Oscar Wherry's Final Writing
Grandmother lived at our house from the time she was 83 until she died. Helen and I were pretty small, and we loved to tease her. I would pretend I was slapping Helen, and she would get up out of her chair and take after me. This was a lark for us.She would sit and look at a fashion book by the hour. Then she would say, "I see by the fashions they are wearing such and such styles." Once she sewed a a number of ribbon bows on her plain, black silk "Sunday" dress, but the family wouldn't let her go to church with them on. She was about fifty years ahead of of her generation as far as styles were concerned.
However, the custom of her generation was on very proper apparel. None of her children could remember when she did not wear a white cap, so perhaps she had to don it when she married. I remember seeing pictures of Martha Washington with a cap on. After Grandfather died, the caps were black. They were fashioned like a baby's bonnet and covered with black net and lace, fastened onto the foundation. A milliner in Indiana made them. They were tied under the chin. Grandmother never appeared without her cap.
The Heinselmans lived near our home, and they placed their "rest room", (what in those days was called a privy), on the edge of a hill. One day Lizzie went in to meditate for a while, and it happened to be a very windy day. All at once, the privy with Lizzy in it, rolled to the foot of the hill, which was about 150 feet away. The only discomfort she had was that her meditations were interrupted and she had a sprained thumb. I don't recall whether they rebuilt in on the hill or at the bottom, but that would be a little far in case of emergencies.

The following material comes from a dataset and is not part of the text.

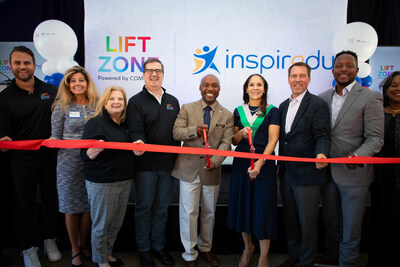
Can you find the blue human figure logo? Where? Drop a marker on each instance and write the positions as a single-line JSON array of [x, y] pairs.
[[204, 61]]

When my father bought out Mr. Allhouse to start to huckster to Pittsburgh, he got wagons, a sled and a team of horses named Harry and George. They were inseparable. If you took one out of the barn without the other, they fussed and pawed until the other was returned. One night they took George and another horse and went to West Lebanon to some meeting and left Harry. When the came home, the stable was full of steam, and they found old Harry crumpled up in the stall with his neck broken. He had hung himself and died of a broken neck and a broken heart. It was a good example of Damon and Pythias.
In closing, I would like to say that I think we were raised in a wonderful age. We didn't have the luxuries of life, but we had a good childhood and never went hungry. By the standards of today, we would have been classed as a low-bracket family, but I am not sure that the standards we class someone in today are solid standards.
We judged a person in those days for what he was, not how much money he represented. I think before it is all over, we will have to get back to judging a man for what he is and what he stands for The poet has said:
The boast of heraldy, the pomp of power, And all that beauty, all that wealth ere gave, Awaits alike the inevitable hour, The paths of glory lead but to the grave.